As for the organization, it’s basically chronological, pausing over pivotal figures like Franz Boas. And the writing technique is my own write-revise, write-revise, write-revise, write-revise, &c.

Chapter 16: Amidst a dizzying array of characters, your treatment of two major figures in particular struck me: Alexis de Tocqueville and Ralph Waldo Emerson, who don’t come off well at all. Given their problems, which you detail in the book, how should readers today think about the work of these two very influential writers?

Painter: I wouldn’t say that Tocqueville and Emerson had “problems.” They were foremost intellectuals of their times. I would hope readers would see them as symptomatic of the cultures they lived and wrote in. If they seem somehow diminished, it’s because we no longer believe the assumptions of their times or because we have inflated their virtues to stretch into all aspects of how we think today. That’s not fair to people of so different a time. After all, they were writing before seismic events in American history: the Civil War, emancipation, and Reconstruction in the nineteenth century and Nazism and the civil-rights revolution of the twentieth century.

Chapter 16: During the 1990s and early 2000s, DNA research soundly discredited race as a biological category even as the social categories for racial self-identification increased. Your book ends on a cautionary note: “The fundamental black/white binary endures even though the category of whiteness—or we might say more precisely the category of nonblackness—effectively expands.” In this context, how do you view the recent rise of the Black Lives Matter movement?

Painter: Yes, at the turn of the twenty-first century, DNA research reminded us that we are so very much the same. And the U.S. census let us designate ourselves in very complex ways. But around 2005 a countervailing urge sought to re-race us, starting with medicine and the reviving of race’s usefulness as a biological category. I see that reaction as a kind of return to the familiar, to familiar social assumptions about difference and the black/white binary. To this day, Americans spend a lot of energy reinscribing racial difference, or, to put it another way, deepening a chasm between races that everyday life is filling up as segregation wears down and we get to know each other better.

Let me sharpen my thought: Americans (of many backgrounds) seek racial difference for psychological comfort.

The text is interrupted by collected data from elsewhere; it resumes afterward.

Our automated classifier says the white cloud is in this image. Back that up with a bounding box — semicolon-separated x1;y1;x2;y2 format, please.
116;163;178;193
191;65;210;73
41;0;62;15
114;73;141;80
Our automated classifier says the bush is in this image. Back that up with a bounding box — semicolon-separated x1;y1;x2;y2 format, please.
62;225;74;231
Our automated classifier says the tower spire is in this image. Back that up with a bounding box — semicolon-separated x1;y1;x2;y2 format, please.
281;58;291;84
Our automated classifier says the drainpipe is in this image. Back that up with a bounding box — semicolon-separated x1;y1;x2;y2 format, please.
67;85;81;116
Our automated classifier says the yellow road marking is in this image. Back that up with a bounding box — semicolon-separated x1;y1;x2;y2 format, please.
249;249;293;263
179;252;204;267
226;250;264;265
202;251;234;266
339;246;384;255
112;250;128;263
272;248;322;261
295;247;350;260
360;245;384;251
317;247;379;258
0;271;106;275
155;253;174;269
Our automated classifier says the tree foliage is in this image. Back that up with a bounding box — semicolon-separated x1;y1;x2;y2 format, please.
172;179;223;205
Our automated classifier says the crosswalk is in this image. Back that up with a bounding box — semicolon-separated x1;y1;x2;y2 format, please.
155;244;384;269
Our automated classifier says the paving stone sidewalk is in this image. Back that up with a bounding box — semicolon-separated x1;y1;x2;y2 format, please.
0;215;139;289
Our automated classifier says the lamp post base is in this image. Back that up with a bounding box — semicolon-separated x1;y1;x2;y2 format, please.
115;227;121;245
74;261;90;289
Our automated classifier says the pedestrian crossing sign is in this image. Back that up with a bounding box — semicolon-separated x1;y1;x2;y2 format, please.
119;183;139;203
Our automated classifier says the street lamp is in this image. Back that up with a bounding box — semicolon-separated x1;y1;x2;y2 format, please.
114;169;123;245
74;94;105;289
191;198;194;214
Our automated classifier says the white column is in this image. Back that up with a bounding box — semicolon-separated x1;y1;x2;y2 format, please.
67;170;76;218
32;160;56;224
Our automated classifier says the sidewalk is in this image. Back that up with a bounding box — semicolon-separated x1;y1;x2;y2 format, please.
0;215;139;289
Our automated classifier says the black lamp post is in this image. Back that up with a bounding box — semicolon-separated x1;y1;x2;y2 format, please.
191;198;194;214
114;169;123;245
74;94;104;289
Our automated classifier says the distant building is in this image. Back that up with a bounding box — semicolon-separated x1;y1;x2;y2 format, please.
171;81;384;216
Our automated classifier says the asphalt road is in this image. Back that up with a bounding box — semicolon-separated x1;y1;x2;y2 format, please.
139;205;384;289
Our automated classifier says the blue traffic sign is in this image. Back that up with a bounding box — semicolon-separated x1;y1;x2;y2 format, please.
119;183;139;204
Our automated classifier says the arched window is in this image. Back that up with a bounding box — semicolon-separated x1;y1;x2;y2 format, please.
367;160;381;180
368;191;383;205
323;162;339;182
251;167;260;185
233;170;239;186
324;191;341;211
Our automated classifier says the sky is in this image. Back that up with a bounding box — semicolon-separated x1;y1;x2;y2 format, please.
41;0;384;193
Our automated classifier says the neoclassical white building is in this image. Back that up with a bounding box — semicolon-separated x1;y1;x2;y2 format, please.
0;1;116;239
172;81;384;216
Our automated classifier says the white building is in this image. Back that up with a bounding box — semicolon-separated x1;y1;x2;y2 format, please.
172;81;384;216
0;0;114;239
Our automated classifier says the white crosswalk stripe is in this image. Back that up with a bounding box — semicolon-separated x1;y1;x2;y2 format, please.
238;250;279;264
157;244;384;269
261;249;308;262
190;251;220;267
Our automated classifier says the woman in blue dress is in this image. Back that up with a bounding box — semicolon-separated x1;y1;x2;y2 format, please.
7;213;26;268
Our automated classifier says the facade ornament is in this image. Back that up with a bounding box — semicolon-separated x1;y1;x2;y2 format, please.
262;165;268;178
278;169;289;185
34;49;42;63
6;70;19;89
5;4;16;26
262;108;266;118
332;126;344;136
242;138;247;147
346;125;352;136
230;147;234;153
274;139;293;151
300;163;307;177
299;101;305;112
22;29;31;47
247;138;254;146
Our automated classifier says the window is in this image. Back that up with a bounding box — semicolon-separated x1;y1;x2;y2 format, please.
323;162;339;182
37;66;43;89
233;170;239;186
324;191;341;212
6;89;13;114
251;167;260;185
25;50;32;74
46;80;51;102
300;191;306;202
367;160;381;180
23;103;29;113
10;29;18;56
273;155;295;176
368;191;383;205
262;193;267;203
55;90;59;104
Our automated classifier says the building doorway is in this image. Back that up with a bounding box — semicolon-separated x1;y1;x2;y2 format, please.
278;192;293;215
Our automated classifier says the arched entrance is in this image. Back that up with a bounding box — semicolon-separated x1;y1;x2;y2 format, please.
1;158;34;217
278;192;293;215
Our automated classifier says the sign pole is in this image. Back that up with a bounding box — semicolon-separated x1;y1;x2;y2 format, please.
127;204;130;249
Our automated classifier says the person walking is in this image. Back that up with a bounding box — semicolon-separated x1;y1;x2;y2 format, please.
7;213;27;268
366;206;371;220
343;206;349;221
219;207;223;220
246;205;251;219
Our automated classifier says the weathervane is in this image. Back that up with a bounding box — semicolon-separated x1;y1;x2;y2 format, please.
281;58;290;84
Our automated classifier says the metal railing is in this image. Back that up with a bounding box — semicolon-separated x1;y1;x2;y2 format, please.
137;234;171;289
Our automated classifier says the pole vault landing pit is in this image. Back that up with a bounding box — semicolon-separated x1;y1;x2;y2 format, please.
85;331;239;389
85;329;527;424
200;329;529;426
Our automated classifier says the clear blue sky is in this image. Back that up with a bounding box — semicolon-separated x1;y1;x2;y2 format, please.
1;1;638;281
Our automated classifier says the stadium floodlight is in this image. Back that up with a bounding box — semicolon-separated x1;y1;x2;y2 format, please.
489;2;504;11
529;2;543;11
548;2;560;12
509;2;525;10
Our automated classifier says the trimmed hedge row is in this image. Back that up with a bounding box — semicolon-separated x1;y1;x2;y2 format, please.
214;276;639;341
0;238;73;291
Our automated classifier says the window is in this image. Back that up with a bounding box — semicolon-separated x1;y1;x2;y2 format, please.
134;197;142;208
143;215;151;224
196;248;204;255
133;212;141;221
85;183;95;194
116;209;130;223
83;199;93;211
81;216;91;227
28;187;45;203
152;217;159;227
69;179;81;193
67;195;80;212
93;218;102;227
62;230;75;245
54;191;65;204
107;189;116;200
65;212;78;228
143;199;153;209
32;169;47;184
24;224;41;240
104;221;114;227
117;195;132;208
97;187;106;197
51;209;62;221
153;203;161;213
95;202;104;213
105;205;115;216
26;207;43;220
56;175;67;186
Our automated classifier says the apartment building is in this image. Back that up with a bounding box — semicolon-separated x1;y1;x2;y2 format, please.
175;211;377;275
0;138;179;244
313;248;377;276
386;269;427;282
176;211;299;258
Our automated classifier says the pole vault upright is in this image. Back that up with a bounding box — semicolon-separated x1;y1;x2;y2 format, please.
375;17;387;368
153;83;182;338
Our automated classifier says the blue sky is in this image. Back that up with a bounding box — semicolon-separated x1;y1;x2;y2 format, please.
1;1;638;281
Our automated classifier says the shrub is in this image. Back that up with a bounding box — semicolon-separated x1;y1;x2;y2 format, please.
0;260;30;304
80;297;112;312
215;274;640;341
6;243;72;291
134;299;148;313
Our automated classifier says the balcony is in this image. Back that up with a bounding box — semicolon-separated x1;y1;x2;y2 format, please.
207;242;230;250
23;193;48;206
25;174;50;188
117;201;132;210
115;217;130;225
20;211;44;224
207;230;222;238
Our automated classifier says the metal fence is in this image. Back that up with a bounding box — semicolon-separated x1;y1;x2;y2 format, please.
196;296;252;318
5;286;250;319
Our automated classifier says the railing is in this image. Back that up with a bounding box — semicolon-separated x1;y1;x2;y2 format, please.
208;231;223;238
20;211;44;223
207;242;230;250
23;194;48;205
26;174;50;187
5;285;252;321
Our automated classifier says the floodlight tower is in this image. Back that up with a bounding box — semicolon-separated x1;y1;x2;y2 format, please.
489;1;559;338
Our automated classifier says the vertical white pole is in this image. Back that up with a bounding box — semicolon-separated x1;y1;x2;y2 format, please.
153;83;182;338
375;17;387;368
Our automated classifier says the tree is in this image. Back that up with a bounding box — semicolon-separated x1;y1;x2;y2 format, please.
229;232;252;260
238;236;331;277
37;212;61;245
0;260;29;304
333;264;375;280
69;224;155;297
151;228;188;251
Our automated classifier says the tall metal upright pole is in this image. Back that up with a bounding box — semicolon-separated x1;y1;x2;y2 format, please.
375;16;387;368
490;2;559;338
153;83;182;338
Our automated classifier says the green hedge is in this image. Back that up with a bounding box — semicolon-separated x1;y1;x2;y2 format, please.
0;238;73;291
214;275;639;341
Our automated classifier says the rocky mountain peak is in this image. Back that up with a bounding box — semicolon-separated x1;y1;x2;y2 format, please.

It’s as though knowledge isn’t complete until we know about the race(s) involved. We want the races to differ.

As for Black Lives Matter, I’m so pleased to see this necessary movement arise. Police brutality is an old, old problem, one setting off the urban unrest of the twentieth century in cities like Harlem, Watts, and Newark. Police brutality was the first injustice the Black Panthers addressed in Oakland in the 1960s.

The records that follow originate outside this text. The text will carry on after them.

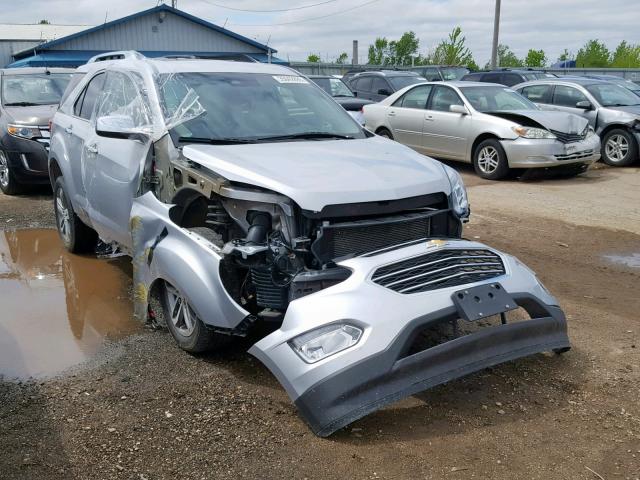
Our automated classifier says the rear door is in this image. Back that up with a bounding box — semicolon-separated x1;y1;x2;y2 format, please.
422;85;469;159
385;85;433;152
82;70;152;248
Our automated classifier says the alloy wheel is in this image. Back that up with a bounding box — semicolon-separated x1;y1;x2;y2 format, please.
165;284;197;336
0;151;9;188
605;134;629;163
477;146;499;174
55;189;72;244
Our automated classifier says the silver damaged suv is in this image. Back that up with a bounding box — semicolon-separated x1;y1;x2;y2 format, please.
49;52;570;437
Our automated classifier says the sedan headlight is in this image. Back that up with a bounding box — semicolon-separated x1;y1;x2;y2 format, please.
7;124;40;139
290;323;363;364
442;163;469;220
512;126;556;139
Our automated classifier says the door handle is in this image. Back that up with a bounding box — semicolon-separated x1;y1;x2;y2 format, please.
425;115;434;121
86;143;98;154
388;111;396;117
64;126;73;134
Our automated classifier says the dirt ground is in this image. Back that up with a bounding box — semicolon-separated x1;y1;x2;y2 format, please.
1;166;639;480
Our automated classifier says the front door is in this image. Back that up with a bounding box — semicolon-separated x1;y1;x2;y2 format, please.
422;85;469;159
83;71;152;249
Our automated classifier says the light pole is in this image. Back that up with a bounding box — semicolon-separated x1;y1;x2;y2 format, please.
490;0;501;69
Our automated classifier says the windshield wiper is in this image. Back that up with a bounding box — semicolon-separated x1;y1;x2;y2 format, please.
3;101;43;106
256;132;355;141
178;136;256;145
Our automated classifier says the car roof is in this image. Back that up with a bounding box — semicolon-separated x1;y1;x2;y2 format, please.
0;67;75;75
515;77;610;87
353;70;420;77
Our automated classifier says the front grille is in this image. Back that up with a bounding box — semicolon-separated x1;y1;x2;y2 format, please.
554;149;594;161
372;248;505;294
550;129;586;144
311;210;448;263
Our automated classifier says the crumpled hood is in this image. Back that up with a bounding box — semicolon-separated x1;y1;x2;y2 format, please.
182;136;450;212
486;110;588;134
2;104;58;125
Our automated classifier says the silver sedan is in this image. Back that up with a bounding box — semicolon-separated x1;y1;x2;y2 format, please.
363;81;601;179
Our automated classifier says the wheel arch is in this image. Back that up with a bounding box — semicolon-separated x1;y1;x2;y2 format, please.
470;132;501;160
599;123;637;142
49;157;63;187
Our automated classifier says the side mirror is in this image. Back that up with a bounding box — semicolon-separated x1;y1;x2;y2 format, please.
449;104;469;115
96;115;146;140
377;88;391;96
575;100;593;110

But in terms of the themes in The History of White People, something concomitant has struck me. That is a new consciousness among many white people of white privilege, which only a small minority of anti-racist activists used to be aware of. As a widespread social phenomenon, this is something very new. Very new and promising as a breakthrough in the creation of empathy and perhaps even interracial understanding.

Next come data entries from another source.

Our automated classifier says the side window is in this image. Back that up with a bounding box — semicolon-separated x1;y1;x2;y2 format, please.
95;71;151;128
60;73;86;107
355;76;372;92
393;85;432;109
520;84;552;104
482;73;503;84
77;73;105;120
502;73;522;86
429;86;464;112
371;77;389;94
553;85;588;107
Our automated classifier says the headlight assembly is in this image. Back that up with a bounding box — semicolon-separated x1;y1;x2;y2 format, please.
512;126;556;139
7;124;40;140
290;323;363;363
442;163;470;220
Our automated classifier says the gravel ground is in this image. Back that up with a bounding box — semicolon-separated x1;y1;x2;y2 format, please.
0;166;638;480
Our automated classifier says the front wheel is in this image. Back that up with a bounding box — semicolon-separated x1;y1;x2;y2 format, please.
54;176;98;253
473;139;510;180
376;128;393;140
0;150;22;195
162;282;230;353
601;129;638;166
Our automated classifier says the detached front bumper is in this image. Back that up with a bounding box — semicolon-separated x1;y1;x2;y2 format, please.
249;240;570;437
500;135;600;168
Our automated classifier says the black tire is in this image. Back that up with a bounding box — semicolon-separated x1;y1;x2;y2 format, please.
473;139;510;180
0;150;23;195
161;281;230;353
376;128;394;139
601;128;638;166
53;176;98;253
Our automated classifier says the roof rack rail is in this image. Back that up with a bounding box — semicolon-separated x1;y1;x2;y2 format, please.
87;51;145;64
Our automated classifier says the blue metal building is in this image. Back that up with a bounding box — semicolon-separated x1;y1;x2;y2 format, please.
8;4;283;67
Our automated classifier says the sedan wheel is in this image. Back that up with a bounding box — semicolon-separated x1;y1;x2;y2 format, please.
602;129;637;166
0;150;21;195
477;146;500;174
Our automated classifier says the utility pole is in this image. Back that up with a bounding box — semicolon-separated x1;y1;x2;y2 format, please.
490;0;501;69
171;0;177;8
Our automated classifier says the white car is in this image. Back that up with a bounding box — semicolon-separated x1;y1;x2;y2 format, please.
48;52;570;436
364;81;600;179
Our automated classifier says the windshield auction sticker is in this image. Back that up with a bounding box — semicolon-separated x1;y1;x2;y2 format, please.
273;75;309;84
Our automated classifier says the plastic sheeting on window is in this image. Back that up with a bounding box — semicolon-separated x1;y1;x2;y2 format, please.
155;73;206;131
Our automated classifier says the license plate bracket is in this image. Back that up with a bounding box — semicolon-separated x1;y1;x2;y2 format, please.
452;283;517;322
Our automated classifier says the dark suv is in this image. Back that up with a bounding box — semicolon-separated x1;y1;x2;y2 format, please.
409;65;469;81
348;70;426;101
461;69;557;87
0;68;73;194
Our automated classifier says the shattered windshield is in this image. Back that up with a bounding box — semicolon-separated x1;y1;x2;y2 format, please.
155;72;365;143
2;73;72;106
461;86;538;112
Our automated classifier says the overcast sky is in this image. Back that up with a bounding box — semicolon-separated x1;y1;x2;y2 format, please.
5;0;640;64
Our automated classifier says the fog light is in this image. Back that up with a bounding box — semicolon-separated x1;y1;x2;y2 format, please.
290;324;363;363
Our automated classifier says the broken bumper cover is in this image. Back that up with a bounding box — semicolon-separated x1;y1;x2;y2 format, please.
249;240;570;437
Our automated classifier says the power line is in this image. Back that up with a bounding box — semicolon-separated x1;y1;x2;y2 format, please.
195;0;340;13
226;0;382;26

Before this awareness of white privilege among white people, interracial dialogue would often break down as white people, clueless about white privilege, would claim their grandparents came to the U.S., worked hard, and made it on their own, and why can’t black people? This logic ignores the role of suffrage for nineteenth-century Irish men and twentieth-century immigrant men and women, in the context of widespread disfranchisement of black people. Similarly, most white Americans don’t know about the discrimination built into housing, from FHA and Veterans’ Administration loans, and to red-lining.

Those policies benefited people defined as white and crippled people defined as black. You can’t understand where we are today, especially in terms of class, if you ignore the role of white privilege in giving white people a head start and a leg up. If you understand how gender benefits men, you’ve made a start toward understanding how race benefits white people. Only now are large numbers of white Americans able to see these advantages.